The Trump team early on expressed optimism that it had found a new formula for solving nettlesome trade tensions where prior administrations had failed. In May, as part of a quick down payment, the two governments announced agreement on Chinese market-opening measures in agriculture and finance, with a Chinese pledge to deliver concrete results before this week's meetings.

But some U.S. business groups and affected companies have complained that while China has met the letter of its pledges, it has failed to live up to the spirit of them, removing the promised trade barriers, while leaving other impediments in place.

A new tiff flared up this week when Dow Chemical Co. said China had appeared to renege on a promise to provide an expedited review of its genetically modified soybean crops as part of the May pledge to accelerate approval of eight stalled biotechnology products.

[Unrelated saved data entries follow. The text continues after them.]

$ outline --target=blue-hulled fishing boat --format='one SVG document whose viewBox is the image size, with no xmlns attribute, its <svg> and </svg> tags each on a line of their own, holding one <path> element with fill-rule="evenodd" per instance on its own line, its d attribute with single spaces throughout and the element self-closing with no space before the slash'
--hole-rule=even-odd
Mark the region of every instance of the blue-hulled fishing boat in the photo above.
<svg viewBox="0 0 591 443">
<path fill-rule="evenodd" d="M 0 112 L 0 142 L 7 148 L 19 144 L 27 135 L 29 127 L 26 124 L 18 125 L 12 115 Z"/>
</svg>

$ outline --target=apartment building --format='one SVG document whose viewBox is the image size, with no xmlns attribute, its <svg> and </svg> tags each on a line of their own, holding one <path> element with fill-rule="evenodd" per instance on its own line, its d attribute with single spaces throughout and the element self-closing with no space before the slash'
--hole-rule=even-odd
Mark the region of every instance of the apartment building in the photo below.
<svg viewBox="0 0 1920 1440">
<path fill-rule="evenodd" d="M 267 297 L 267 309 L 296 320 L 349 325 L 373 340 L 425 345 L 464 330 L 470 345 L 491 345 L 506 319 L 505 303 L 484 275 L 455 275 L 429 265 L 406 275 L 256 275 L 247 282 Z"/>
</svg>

The Chinese government said there had been a misunderstanding and that the Dow product hadn't been on its priority clearance list.

Some American business leaders worry that the stalled talks could create new uncertainty and instability in bilateral economic ties.

"We are disappointed the Comprehensive Economic Dialogue ended at an apparent impasse," John Frisbie, president of the US-China Business Council, said. "It is important for governments to take tangible steps to address longstanding issues and ensure the commercial relationship remains a source of stability in the overall relationship."

--Jacob Bunge in Chicago and Chun Han Wong in Beijing contributed to this article.